# Competitions



## typeR_09 (Dec 21, 2008)

I was wondering if there was any competitions coming soon, near Glasgow.


----------



## weeman (Sep 6, 2007)

this years scottish shows are from beginning of may onwards mate,the first is the skf classic (used to be the prolab classic) in lochgelly,then the week later nabba scotland in glenrothes,week after that ukbff scottish in paisley and then i think within two weeks of that you have the bnbf scottish


----------



## typeR_09 (Dec 21, 2008)

cheers i'll have a look


----------



## avril (Mar 5, 2005)

here are the dates of the comps i have at the mo

Sat 14th March NABBA N. Ireland La Mon Hotel, Belfast

20th April UKBFF Annual General Meeting Leicester

Sun 26th April NABBA West Area Exeter

Sun 26th April UKBFF South Coast Portsmouth

Sun 26th April English Lakes Classic, Ulverston

Sat 2nd May NABBA South East, The Beck Theatre, Hayes

Sun 3rd May UKBFF South East, Beck Theatre, Hayes

Date TBC NABBA Wales Memorial Hall, Barry

Date TBC NABBA South Area Show

Sat 9th - Sun 10th May Body Power Expo NEC Birmghm.

Sat 2nd May 2009 S K Sports Classic Lochgelly, Fife

Sat 9th May NABBA Mr & Ms Scotland Glenrothes, Fife.

Sun 10th May 2009 NABBA Midlands Brierley Hill

Sat 16th May 2009 NABBA North East Batley

Sat 16th May UKBFF Scottish Paisley Town Hall.

Date TBC NABBA North Area Show 2009 Hartlepool.

Sun 17th May NABBA North West Area Southport Theatre

Sat 23rd May 2009 Pendle Valley Show Barnoldswick

Sun 24th May 2009 The SportsPN Classic Doncaster

Sun 24th May UKBFF North West Parr Hall, Warrington

Sat 30th May NABBA Britain Finals 2009 Southport 6th June

Sun May 31st - NPA Yorkshire Batley

Date TBC UKBFF Jersey

7th June 2009 Anglian Champs, Great Yarmouth

27th June UKBFF Northern Ireland

30th August UKBFF South West

6th September UKBFF East of England Y Theatre, Leicester

13th September UKBFF Welsh Port Talbot

20th Sept UKBFF West Midlands Spa Centre, Leamington Spa

27th September UKBFF North East Leeds Town Hall

4th October UKBFF Midlands Alexandra Theatre, Birmingham

17th-18th Oct UKBFF British Championships Nottingham

25th October UKBFF Hercules Lakeside, Surrey

Sun 15th November UKBFF Stars of Tomorrow, Hayes


----------



## borostu82 (Aug 8, 2011)

Is there a limit on the shows you can enter?

for example,

Sat 16th May 2009 NABBA North East Batley

and

Date TBC NABBA North Area Show 2009 Hartlepool


----------



## Zara-Leoni (Mar 12, 2007)

If they are regional qualifiers for the british, you may only do your own region ie I can only do the NABBA Scottish and cant enter any of the English Qualifiers as this is where I live.
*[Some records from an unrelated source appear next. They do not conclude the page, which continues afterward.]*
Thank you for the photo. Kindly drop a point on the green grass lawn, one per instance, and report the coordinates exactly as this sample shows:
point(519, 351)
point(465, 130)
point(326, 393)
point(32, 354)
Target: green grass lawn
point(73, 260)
I think the criteria is you have to have lived in the area 3 months? Might be wrong on the time thing though.... might just have to prove its your permanent address....


----------



## LeanShredded (Feb 9, 2007)

Anyone know the date of the Titan this year?


----------



## dawse (Mar 22, 2007)

Mr Lincolnshire show, 18th July, Sleaford, Lincs


----------



## avril (Mar 5, 2005)

chilisi

im retired now..but i may be judging at a couple of them.


----------



## 3752 (Jan 7, 2005)

avril said:


> chilisi
> 
> im retired now..but i may be judging at a couple of them.


retired to give others a chance not because your past it though babe...


----------



## trenchy (Jan 10, 2009)

Pscarb said:


> retired to give others a chance not because your past it though babe...


yip I second that. :thumb :She was the very first woman bodybuilder I saw in 1996,......thought she was amazing:thumbup1:


----------



## 3752 (Jan 7, 2005)

chilisi said:


> is anyone on the forum entering the nabba west area exeter 26th april..?
> 
> im in the area and will be down to watch the show..
> 
> it will be my first


i will be there but not on stage this year....or will i?....just jkg


----------